Jump on the manufacturing bandwagon — or else!

We’re all righteous in our indignation.

Last April, after years of encouraging former Colorado Governor John Hickenlooper to lean on his industry experience to take up the cause for manufacturing, I gave up. At the time, Hickenlooper’s presidential campaign, devoid of even a mention of his manufacturing experience, had crashed.

I lamented the missed opportunity: “John Hickenlooper was a craft-brewing pioneer. He helped reimagine craft manufacturing in Colorado and make it fashionable again, demonstrating its power to reshape urban economies, create opportunities for passionate entrepreneurs and reshape entire industry sectors. . . . I envisioned talk of the virtues of shortening supply chains to bring jobs home, of providing pathways for families and kids into the trade, and of a new economy where U.S.-engineered and -designed products are increasingly made here.”

But I was wrong about Hickenlooper’s affinity or connection with manufacturing. If not wrong, judgmental. Advocacy for manufacturing is a cause I share with some, but not everyone.

Today, candidate Hickenlooper harkens back to his “restaurant experience,” not his beer-making chops, when talking of his business acumen. He identifies with his service background more than any manufacturing pedigree.

And that’s OK. I look back on my rather harsh pronouncements and cringe a bit.

Would a Hickenlooper campaign focused on manufacturing be relevant and powerful now? Yes. COVID-19 has thrust these very issues to the forefront of the national conversation. A different choice in 2019 might have positioned him perfectly for a Senate run.

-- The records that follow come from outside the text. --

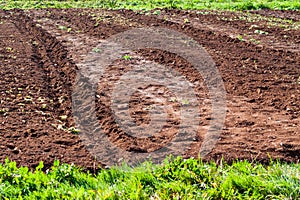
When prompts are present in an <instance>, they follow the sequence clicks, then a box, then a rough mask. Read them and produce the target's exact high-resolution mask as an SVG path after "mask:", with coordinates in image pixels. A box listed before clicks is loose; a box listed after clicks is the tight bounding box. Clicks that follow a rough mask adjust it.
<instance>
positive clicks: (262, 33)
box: [254, 29, 269, 35]
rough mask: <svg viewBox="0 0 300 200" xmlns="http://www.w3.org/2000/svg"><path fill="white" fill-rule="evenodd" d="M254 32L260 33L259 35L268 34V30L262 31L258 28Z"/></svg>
mask: <svg viewBox="0 0 300 200" xmlns="http://www.w3.org/2000/svg"><path fill="white" fill-rule="evenodd" d="M254 33H258V34H260V35H262V34H264V35H268V34H269V33H268V32H266V31H262V30H259V29H258V30H255V31H254Z"/></svg>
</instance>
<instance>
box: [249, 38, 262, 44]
mask: <svg viewBox="0 0 300 200" xmlns="http://www.w3.org/2000/svg"><path fill="white" fill-rule="evenodd" d="M250 41H251V42H254V43H255V44H260V41H258V40H256V39H254V38H251V39H250Z"/></svg>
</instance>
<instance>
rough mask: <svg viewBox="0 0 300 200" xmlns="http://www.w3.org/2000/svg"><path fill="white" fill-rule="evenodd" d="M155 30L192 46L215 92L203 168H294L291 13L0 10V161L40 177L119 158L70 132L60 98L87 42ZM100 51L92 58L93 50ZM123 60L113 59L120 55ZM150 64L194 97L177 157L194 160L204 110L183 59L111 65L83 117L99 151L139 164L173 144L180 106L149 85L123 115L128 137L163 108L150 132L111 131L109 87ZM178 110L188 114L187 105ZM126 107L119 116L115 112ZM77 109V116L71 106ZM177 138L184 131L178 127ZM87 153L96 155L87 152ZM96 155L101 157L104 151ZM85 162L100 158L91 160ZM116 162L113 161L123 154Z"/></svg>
mask: <svg viewBox="0 0 300 200" xmlns="http://www.w3.org/2000/svg"><path fill="white" fill-rule="evenodd" d="M142 27H154V28H155V27H161V28H168V29H170V30H174V31H177V32H180V33H183V34H185V35H187V36H189V37H191V38H193V39H194V40H195V41H197V42H198V43H199V44H200V45H201V46H202V47H203V48H204V49H205V50H206V51H207V52H208V54H209V55H210V56H211V57H212V59H213V60H214V62H215V64H216V66H217V68H218V70H219V71H220V74H221V76H222V79H223V82H224V86H225V89H226V93H227V94H226V107H227V111H226V118H225V123H224V127H223V129H222V131H221V134H220V136H219V137H218V138H217V143H216V145H215V146H214V148H213V150H212V151H211V152H210V153H209V154H208V155H206V156H205V157H203V159H204V160H207V161H209V160H215V161H217V162H218V161H219V160H220V159H222V158H223V159H224V160H225V161H228V162H231V161H233V160H236V159H248V160H256V161H260V162H268V161H269V160H270V157H271V158H273V159H279V160H282V161H286V162H296V163H297V162H299V159H300V158H299V157H300V128H299V126H300V104H299V102H300V14H299V12H296V11H295V12H293V11H270V10H261V11H251V12H221V11H205V10H203V11H180V10H166V9H165V10H156V11H151V12H150V11H149V12H144V11H143V12H136V11H128V10H98V9H92V10H91V9H39V10H10V11H3V10H1V11H0V30H1V32H0V37H1V40H0V73H1V79H0V83H1V84H0V93H1V96H0V99H1V105H0V124H1V126H0V137H1V140H0V148H1V153H0V158H1V162H4V160H5V159H6V158H9V159H10V160H13V161H16V162H17V163H18V165H25V166H29V167H30V168H34V167H36V166H37V165H38V163H39V162H40V161H43V162H44V165H45V169H46V168H48V167H50V166H51V165H52V164H53V161H54V160H55V159H59V160H60V161H61V162H66V163H74V164H76V165H79V166H81V167H83V168H85V169H89V170H90V171H95V170H97V169H98V168H99V167H101V166H103V165H106V164H111V163H110V160H112V158H114V157H116V156H117V157H118V156H119V157H120V160H122V155H120V154H116V153H112V152H110V151H108V150H107V149H105V147H101V145H98V146H97V145H93V144H87V143H86V142H85V141H84V140H85V139H84V137H83V136H81V134H80V128H79V133H78V130H77V128H78V127H77V124H76V120H75V119H74V113H73V111H72V93H73V90H74V85H75V82H76V77H77V73H78V71H79V70H80V67H81V63H82V62H83V61H84V60H85V58H86V56H87V55H88V53H89V52H91V51H97V50H98V49H97V48H95V47H96V46H97V45H98V44H99V43H102V42H105V40H106V39H108V38H110V37H111V36H113V35H115V34H118V33H122V32H124V31H127V30H131V29H133V28H142ZM99 51H101V49H99ZM124 55H125V54H124ZM150 61H151V62H156V63H159V64H161V65H164V66H166V67H168V68H170V70H171V69H172V70H175V71H177V72H179V73H180V74H182V75H183V76H184V77H185V78H186V80H188V81H189V82H190V83H191V85H192V87H193V89H194V91H195V95H196V96H197V98H198V101H199V102H198V109H199V110H200V111H201V113H200V117H199V119H197V120H198V121H199V127H198V129H197V133H196V136H195V137H194V138H193V142H192V144H191V145H190V148H188V149H186V151H184V152H182V155H183V156H184V157H198V155H199V151H200V148H201V144H202V142H203V140H204V137H205V133H206V131H207V130H208V127H209V124H210V121H211V120H212V118H211V113H210V112H211V108H210V107H211V102H210V101H209V97H210V96H209V93H208V89H207V87H206V86H205V84H204V82H203V78H202V77H201V74H199V73H198V71H197V70H195V68H193V66H192V65H191V64H190V63H189V62H188V61H187V60H185V59H184V58H182V57H181V56H179V55H176V54H174V53H172V52H168V51H164V50H160V49H147V48H145V49H136V50H135V51H132V52H130V58H128V59H116V60H115V61H114V62H113V63H112V64H111V66H110V68H108V69H107V70H106V71H105V73H104V74H103V76H102V77H101V81H99V83H98V86H97V91H96V96H97V98H96V100H95V106H96V108H95V112H96V116H97V120H98V122H99V126H101V129H102V130H103V133H102V134H104V135H105V136H106V137H107V138H108V139H109V141H110V142H112V143H113V144H114V145H115V146H118V147H119V148H121V149H123V151H124V152H136V153H150V152H152V151H156V150H158V149H160V148H162V147H164V146H165V145H167V144H168V143H170V142H171V141H172V140H173V139H174V138H175V137H176V134H177V133H178V129H179V124H180V113H179V112H178V110H180V108H181V106H182V105H180V102H178V101H176V99H173V100H171V101H170V98H172V97H173V96H174V94H173V93H172V92H171V91H170V90H168V89H167V88H166V87H163V86H160V85H155V84H153V85H149V86H146V87H141V88H139V90H138V91H136V92H135V93H133V94H132V96H131V100H130V102H129V105H128V108H129V113H130V117H131V118H132V119H131V120H133V121H134V122H135V126H137V127H138V126H143V125H147V124H149V123H150V122H151V117H150V115H149V108H151V106H152V105H167V106H168V107H169V108H170V109H169V110H167V111H166V113H167V114H166V115H167V117H168V120H167V122H166V124H165V125H164V126H163V127H162V129H161V131H160V132H159V133H156V134H155V135H154V136H151V137H146V138H139V137H135V136H133V135H130V134H127V132H126V131H125V130H122V127H121V126H120V125H119V124H118V123H116V121H115V118H114V114H113V111H112V110H111V108H112V107H111V104H112V103H111V102H112V101H111V98H112V94H111V93H112V91H113V88H114V86H115V85H116V84H117V82H118V81H119V80H121V78H122V76H123V75H124V74H125V73H126V72H129V71H131V70H132V69H133V68H134V66H136V65H143V64H145V63H148V62H150ZM187 104H188V103H187ZM124 106H125V107H126V105H124ZM81 109H82V110H84V109H89V106H87V105H82V108H81ZM186 128H187V130H189V128H191V129H192V128H195V127H192V125H191V127H186ZM94 146H97V149H96V150H93V148H94ZM106 151H107V152H106ZM97 152H101V153H103V152H104V153H103V155H106V156H105V158H104V157H102V158H101V157H97ZM124 156H125V155H124Z"/></svg>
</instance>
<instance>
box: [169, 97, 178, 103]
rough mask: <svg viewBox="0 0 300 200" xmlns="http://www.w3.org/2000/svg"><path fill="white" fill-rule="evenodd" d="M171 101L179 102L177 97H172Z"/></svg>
mask: <svg viewBox="0 0 300 200" xmlns="http://www.w3.org/2000/svg"><path fill="white" fill-rule="evenodd" d="M169 101H170V102H177V99H176V97H171V98H170V100H169Z"/></svg>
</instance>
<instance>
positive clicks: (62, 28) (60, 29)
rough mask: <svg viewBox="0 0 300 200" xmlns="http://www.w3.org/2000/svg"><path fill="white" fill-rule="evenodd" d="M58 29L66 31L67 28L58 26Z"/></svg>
mask: <svg viewBox="0 0 300 200" xmlns="http://www.w3.org/2000/svg"><path fill="white" fill-rule="evenodd" d="M58 29H59V30H67V27H65V26H61V25H59V26H58Z"/></svg>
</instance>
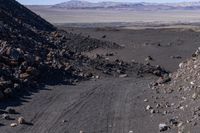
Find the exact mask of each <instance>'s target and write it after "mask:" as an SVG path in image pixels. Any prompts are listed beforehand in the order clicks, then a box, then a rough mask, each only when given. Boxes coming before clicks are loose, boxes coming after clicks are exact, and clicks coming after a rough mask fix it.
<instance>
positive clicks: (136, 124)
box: [1, 77, 159, 133]
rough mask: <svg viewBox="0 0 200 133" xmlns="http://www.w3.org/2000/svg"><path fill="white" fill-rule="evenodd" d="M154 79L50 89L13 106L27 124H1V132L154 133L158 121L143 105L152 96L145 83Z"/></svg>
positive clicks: (43, 132)
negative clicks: (1, 126)
mask: <svg viewBox="0 0 200 133" xmlns="http://www.w3.org/2000/svg"><path fill="white" fill-rule="evenodd" d="M154 78H155V77H154ZM154 78H152V77H147V78H142V79H141V78H125V79H102V80H98V81H86V82H83V83H80V84H79V85H77V86H49V87H47V88H48V89H44V90H41V91H40V92H39V93H36V94H34V95H32V96H30V97H27V99H28V102H24V103H23V105H21V106H18V107H16V110H17V111H19V112H20V113H21V115H23V116H24V117H25V118H26V120H28V121H29V122H30V124H29V125H23V126H18V127H16V128H11V127H9V126H8V124H9V123H11V122H12V121H4V122H5V123H4V124H5V126H2V128H1V132H2V133H61V132H62V133H78V132H79V131H81V130H82V131H84V132H86V133H128V132H129V131H133V132H137V133H144V132H146V131H148V133H155V132H157V131H158V123H159V121H158V119H157V117H152V118H151V116H150V115H149V113H147V112H145V107H146V105H147V103H145V102H144V99H145V98H148V97H149V98H150V96H151V93H152V92H151V90H150V89H149V88H148V84H149V83H150V82H152V81H153V79H154ZM17 116H18V115H13V116H12V117H13V118H15V117H17ZM19 116H20V115H19ZM63 120H65V121H66V122H63ZM31 123H32V124H33V125H31ZM149 123H152V124H151V126H148V125H149Z"/></svg>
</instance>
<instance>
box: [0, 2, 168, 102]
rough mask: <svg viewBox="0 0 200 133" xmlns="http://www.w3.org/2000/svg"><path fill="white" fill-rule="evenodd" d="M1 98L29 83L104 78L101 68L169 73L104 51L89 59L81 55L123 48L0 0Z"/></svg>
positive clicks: (113, 43)
mask: <svg viewBox="0 0 200 133" xmlns="http://www.w3.org/2000/svg"><path fill="white" fill-rule="evenodd" d="M0 16H1V18H0V29H1V30H0V99H3V98H5V97H10V96H15V95H16V94H18V93H20V92H23V90H24V89H23V88H34V87H38V85H40V84H41V83H45V84H57V83H62V84H73V83H75V82H77V81H78V80H80V79H87V78H91V77H93V78H94V77H96V78H98V77H99V76H98V75H97V74H98V73H99V72H103V73H104V74H109V75H121V74H124V75H122V77H123V76H127V74H126V73H127V72H134V73H138V74H141V73H144V72H147V73H153V74H156V75H159V76H161V75H162V74H164V73H166V72H165V71H164V70H162V69H161V68H160V67H153V66H150V65H142V64H138V63H132V64H127V63H124V62H123V61H119V60H116V61H114V62H110V61H108V60H105V58H103V57H101V56H97V58H96V59H93V60H92V59H89V58H87V57H85V56H83V55H82V54H81V52H83V51H90V50H93V49H95V48H98V47H102V48H120V46H119V45H117V44H115V43H111V42H102V41H99V40H97V39H91V38H90V37H83V36H81V35H78V34H77V35H76V34H72V33H68V32H64V31H59V30H57V29H56V28H55V27H54V26H52V25H51V24H49V23H48V22H46V21H45V20H44V19H42V18H40V17H39V16H37V15H36V14H34V13H32V12H31V11H29V10H28V9H27V8H25V7H24V6H22V5H20V4H19V3H17V2H16V1H15V0H1V1H0Z"/></svg>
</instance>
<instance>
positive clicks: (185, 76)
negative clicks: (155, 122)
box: [152, 48, 200, 133]
mask: <svg viewBox="0 0 200 133" xmlns="http://www.w3.org/2000/svg"><path fill="white" fill-rule="evenodd" d="M170 79H171V82H169V83H167V84H164V83H165V82H161V83H160V84H158V86H157V87H156V89H154V90H155V95H154V96H153V97H155V99H153V100H154V103H155V105H152V106H153V107H154V106H155V107H156V110H157V111H158V112H160V113H162V115H163V116H164V117H165V118H168V120H166V124H167V125H169V127H170V128H168V130H171V131H172V130H178V132H179V133H184V132H191V133H192V132H198V130H199V127H200V125H199V124H198V123H199V122H200V121H199V119H200V117H199V116H200V111H199V109H200V104H199V103H200V97H199V96H200V82H199V80H200V48H198V50H197V51H196V52H195V53H194V54H193V55H192V58H191V59H189V60H187V61H185V62H182V63H180V65H179V69H178V70H177V71H176V72H175V73H173V74H171V75H170ZM157 105H159V106H157ZM164 112H165V113H164ZM160 113H157V114H160ZM159 129H161V128H160V126H159ZM165 131H166V130H165ZM171 131H170V132H171Z"/></svg>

It is heartening, I admit, to witness the wave of legislative efforts and business initiatives to reshore manufacturing, or promote more domestic production, in light of COVID-related disruptions. Tariffs, or IP theft, or other challenges that companies encounter managing global supply chains might have been the trigger, but weren’t. Whatever it takes.

For those inclined to jump the bandwagon, I’d encourage a wide view. Sure, rebuilding America’s manufacturing supply chain is about competing with China. But more, it’s about investing in American towns and cities and workers; about recapturing the unseen virtues of family-owned companies that span generations; about supercharging American ingenuity and sustaining a legacy of invention and innovation that only manufacturing fuels; about Ford and John Deere and Hewlett-Packard and Coca-Cola and the hundreds of American-made brands that brought us this far.

It’s these positive attributes that must shape our perspective on U.S. manufacturing, just as incentives, not tariffs, should guide efforts to convince American companies to reshore production, or cite it here in the first place.

We won’t be endorsing a particular candidate for the Senate, or for president for that matter, but we’ll certainly point out when elected officials distinguish themselves as manufacturing advocates, or not. It’s not too much to ask of any elected official to articulate their strategy to sustain manufacturing, both nationally and in our local communities.

For my part, more support and less snark seems an appropriate tactic, given the times. A different outcome would be a just reward.